I think a better reasoning is that NaN does not have a single binary representation but in software, one may not be able to distinguish them.

An f32-NaN has 22 bits that can have any value, originally intended to encode error information or other user data. Also, there are two kinds of NaNs: queit NaN (qNaN) and signalling NaNs (sNaN) which behave differently when used in calculations (sNaNs may throw exceptions).

Without looking at the bits, all you can see is NaN, so it makes sense to not equal them in general. Otherwise, some NaN === NaN and some NaN !== NaN, which would be even more confusing.

I don't think that logic quite holds up because when you have two NaNs that do have the same bit representation, a conforming implementation still has to report them as not equal. So an implementation of `==` that handles NaN still ends up poking around in the bits and doing some extra logic. It's not just "are the bit patterns the same?"

(I believe this is also true for non-NaN floating point values. I'm not sure but off the top of my head, I think `==` needs to ignore the difference between positive and negative zero.)

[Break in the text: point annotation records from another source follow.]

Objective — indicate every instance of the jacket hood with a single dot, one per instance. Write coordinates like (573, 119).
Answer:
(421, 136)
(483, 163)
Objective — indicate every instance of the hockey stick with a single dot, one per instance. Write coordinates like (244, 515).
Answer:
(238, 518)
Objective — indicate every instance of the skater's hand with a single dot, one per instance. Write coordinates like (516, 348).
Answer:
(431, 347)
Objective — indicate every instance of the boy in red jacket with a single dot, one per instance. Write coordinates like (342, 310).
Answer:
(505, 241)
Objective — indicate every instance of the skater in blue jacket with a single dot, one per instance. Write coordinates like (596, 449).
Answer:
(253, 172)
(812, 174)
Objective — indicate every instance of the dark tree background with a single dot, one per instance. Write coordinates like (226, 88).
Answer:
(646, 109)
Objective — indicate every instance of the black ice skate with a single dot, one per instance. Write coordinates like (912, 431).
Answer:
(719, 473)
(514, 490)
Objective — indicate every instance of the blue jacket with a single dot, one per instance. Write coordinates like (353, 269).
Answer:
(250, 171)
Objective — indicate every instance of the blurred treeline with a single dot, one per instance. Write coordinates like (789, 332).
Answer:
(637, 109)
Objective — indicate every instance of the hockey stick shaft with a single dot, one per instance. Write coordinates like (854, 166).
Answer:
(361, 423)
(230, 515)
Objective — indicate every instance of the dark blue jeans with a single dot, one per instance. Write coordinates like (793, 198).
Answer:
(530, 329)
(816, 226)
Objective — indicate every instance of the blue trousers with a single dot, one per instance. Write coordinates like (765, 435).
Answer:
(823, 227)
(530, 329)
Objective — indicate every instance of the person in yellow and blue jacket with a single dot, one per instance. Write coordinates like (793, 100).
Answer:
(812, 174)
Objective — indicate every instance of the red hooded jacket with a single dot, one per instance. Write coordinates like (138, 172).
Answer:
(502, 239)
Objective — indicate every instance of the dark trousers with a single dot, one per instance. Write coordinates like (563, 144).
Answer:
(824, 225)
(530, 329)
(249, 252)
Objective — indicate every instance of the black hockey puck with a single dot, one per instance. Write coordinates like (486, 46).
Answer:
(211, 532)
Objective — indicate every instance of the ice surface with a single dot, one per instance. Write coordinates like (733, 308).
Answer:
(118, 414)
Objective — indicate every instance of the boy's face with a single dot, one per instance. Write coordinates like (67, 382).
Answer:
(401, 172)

> NaN === NaN and some NaN !== NaN

In julia NaN === NaN evaluates to true but NaN === -NaN evaluates to false. Of course, NaN == NaN evaluates to false. I think it makes sense that in principle === looks at bit representations, but cannot think of any reason === is useful here, unless you want to encode meaningful stuff inside your NaNs for some reason. It reminded me of this satirical repo [0] discussed also here [1].